Negli anni Settanta era la squadra di Johan Cruijff e del calcio totale; negli Ottanta era invece diventata la Milanda del trio rossonero Gullit-Van Basten-Rijkaard; oggi quella guidata da Bert van Marwijk può essere definita la ModernOlanda, perché capace di unire talento ed efficacia come raramente visto in passato. E’ la nazionale dei celebrati Sneijder e Robben, ma anche quella di coloro che in patria vengono definiti i “waterdragers”, i portatori d’acqua. Giocatori di quantità al servizio della squadra e delle sue stelle, elementi imprescindibili per gli equilibri tattici dei tulipani. Mark van Bommel, Nigel de Jong, Maarten Stekelenburg, Dirk Kuijt, Joris Mathijsen. Non è gente da pallone d’oro. Da titolo mondiale però si.
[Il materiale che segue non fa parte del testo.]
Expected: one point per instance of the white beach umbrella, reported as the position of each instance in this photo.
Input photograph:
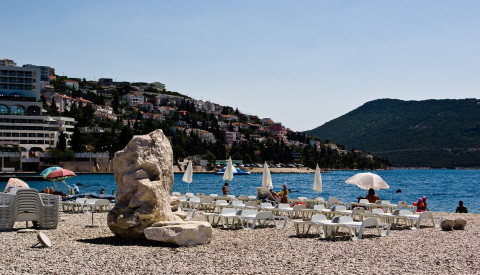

Per due di questi giocatori, Sudafrica 2010 costituisce la rivincita nei confronti di una delle più grandi icone di sempre del calcio oranje, Marco van Basten, il precedente ct dalla nazionale che per quattro anni ha diviso stampa e opinione pubblica con le sue scelte radicali, talvolta poco indovinate. E’ il caso di Mark van Bommel, l’allenatore in campo della nazionale olandese, il comandante attorno al quale si rifugia la truppa nei momenti difficili. Non piace agli amanti del bel calcio, Van Bommel; troppo rude, provocatorio, scontroso, in mezzo al campo palla o gamba per lui fa poca differenza. Con Van Basten non ci prendeva: idee di gioco troppo diverse. Così un giorno ha deciso di chiudere con la maglia oranje. Lo fece pubblicamente, dichiarando che, se avesse potuto, avrebbe terminato la carriera giocando per la Germania. L’importante era non trovarsi più Van Basten tra i piedi.
Van Bommel è ritornato in nazionale grazie a Bert van Marwijk, suo suocero. Uno a cui il giocatore deve tutto, dal momento che fu proprio l’attuale ct a farne decollare la carriera quando, a fine anni Novanta, lo riconvertì nel Fortuna Sittard da ala in centrocampista centrale. Nel nuovo ruolo Van Bommel, che un paio di anni prima era stato scartato dall’Ajax di Van Gaal, condusse il piccolo club del Limburgo fino alla finale di Coppa d’Olanda, che saltò per squalifica. Ma ormai il decollo era avvenuto, per un viaggio che avrebbe toccato Eindhoven (Psv), Barcellona e Monaco di Baviera (Bayern). Un curriculum che costituisce un alibi di ferro contro qualsiasi accusa di nepotismo. Al Mondiale è sparito ogni dubbio residuo.
Dubbi ne esistevano parecchi anche nei confronti di Maarten Stekelenburg, portiere nel giro della nazionale fin dal 2004 ma sempre rimasto nell’ombra di Edwin van der Sar. Anche perché l’estremo dell’Ajax cresceva meno di quanto ci si aspettasse, tanto che proprio Van Basten, durante il suo periodo alla guida del club di Amsterdam, finì con il togliergli la maglia da titolare. Maarten l’eterna promessa che non sbocciava mai, il brutto anatroccolo che l’Olanda ricordava come il primo portiere nella storia della nazionale ad essere stato espulso (nel 2008 contro l’Australia). La finale di Sudafrica 2010 è anche merito suo, dei suoi interventi decisivi negli ottavi su Vittek e, soprattutto, nei quarti su Kakà e Maicon. Anche Stekelenburg è un “waterdrager”, appartenente alla classe media dei portieri, lontano da qualsiasi classifica sui migliori del mondo nel ruolo. Eppure oggigiorno è “un ottimo portiere”. Parola di Jan Jongbloed, l’uomo che ha difeso i pali dei tulipani in due finali mondiali. Maarten è finalmente diventato grande.